This is what people often call “rebound hyperpigmentation”: you treat your dark spots aggressively, your skin gets irritated or damaged, and new or darker patches of pigment show up exactly where you’ve been trying to fade them.
What Rebound Hyperpigmentation Looks Like on Melanin‑Rich Skin
On deeper skin tones, over‑exfoliation doesn’t always show up as bright red peeling. It can look like:
Skin that feels hot, tight, or stings when you apply even simple products
Ashy, grey, or darker patches instead of obvious redness
New dark marks popping up where you’ve recently used strong acids, peels, or scrubs
A rough, dry, or “leathery” texture despite regular exfoliation
Dark spots that seemed to be fading suddenly stalling—or coming back darker—after a peel or high‑frequency acid routine
For Black and brown skin, any repeated irritation (harsh cleansers, daily strong acids, scrubbing) can quickly turn into post‑inflammatory hyperpigmentation (PIH).
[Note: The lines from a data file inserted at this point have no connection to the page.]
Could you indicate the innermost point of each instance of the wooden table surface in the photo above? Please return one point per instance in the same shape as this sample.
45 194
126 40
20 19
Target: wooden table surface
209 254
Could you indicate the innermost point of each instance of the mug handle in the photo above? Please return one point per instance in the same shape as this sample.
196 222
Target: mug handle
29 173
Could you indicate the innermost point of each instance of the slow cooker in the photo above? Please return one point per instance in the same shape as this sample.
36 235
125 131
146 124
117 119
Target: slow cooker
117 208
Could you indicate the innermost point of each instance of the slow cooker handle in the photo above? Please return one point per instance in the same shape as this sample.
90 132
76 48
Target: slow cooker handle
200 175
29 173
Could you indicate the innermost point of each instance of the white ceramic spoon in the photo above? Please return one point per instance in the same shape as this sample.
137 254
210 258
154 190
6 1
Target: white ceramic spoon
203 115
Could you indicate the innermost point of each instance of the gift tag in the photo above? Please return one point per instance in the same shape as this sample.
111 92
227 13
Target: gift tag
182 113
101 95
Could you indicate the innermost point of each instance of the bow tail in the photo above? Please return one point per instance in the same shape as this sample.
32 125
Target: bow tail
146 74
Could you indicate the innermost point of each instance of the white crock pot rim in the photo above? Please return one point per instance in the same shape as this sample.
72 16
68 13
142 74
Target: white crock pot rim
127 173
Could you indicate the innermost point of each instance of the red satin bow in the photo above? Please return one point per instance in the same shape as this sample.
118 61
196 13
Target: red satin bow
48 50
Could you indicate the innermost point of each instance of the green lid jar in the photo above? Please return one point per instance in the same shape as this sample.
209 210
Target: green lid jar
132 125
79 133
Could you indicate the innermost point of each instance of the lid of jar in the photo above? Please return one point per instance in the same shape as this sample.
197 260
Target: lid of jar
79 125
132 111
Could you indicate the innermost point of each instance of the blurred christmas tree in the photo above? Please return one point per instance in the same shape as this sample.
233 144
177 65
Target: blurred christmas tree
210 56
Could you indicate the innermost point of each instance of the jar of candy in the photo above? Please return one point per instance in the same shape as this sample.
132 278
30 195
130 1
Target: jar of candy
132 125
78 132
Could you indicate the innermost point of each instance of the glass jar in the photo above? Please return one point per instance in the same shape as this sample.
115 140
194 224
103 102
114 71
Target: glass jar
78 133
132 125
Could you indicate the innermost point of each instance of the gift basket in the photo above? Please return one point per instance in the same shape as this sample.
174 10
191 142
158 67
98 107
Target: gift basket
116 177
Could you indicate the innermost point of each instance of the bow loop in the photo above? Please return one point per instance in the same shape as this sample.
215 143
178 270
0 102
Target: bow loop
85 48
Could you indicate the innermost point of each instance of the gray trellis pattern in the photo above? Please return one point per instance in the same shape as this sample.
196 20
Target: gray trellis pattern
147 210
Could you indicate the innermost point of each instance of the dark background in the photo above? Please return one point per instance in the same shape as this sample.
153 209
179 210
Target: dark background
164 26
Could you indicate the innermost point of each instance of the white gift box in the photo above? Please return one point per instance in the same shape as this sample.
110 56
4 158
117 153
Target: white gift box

Why This Happens: Over‑Exfoliation, Barrier Damage, and Pigment
Over‑exfoliation and rebound hyperpigmentation usually come down to three things working together:
Too much exfoliation, too often
Glycolic acid and other exfoliants dissolve the bonds between dead skin cells, speeding up cell turnover. Overdoing this—especially with higher strengths or layering multiple acids—creates micro‑injury and ongoing inflammation.
A weakened skin barrier
When the barrier is stripped, your skin loses more water and becomes more reactive. Irritants, pollution, and even your usual products can sting or burn, leading to more inflammation and, in melanin‑rich skin, more pigment.
UV and inflammation on vulnerable skin
Exfoliated, irritated skin is more sensitive to sun exposure. Without consistent SPF and barrier support, UV plus inflammation becomes a perfect storm for new or worsened hyperpigmentation.
Ingredients That Help You Recover (Without Bleaching)
When you’re trying to come back from over‑exfoliation, the goal isn’t “more actives,” it’s “more protection and repair.” Derm‑aligned guidance for hyperpigmentation‑prone skin of colour leans heavily on:
Gentle, non‑stripping cleansers to remove sunscreen and buildup without adding extra irritation or barrier damage.
Barrier‑supporting ingredients like niacinamide, panthenol, glycerin, ceramides, and squalane to calm redness, support repair, and reduce reactivity.
Carefully dosed exfoliants like glycolic acid used sparingly (a few nights a week, not daily) once the skin is calm again, to support cell turnover without reigniting inflammation.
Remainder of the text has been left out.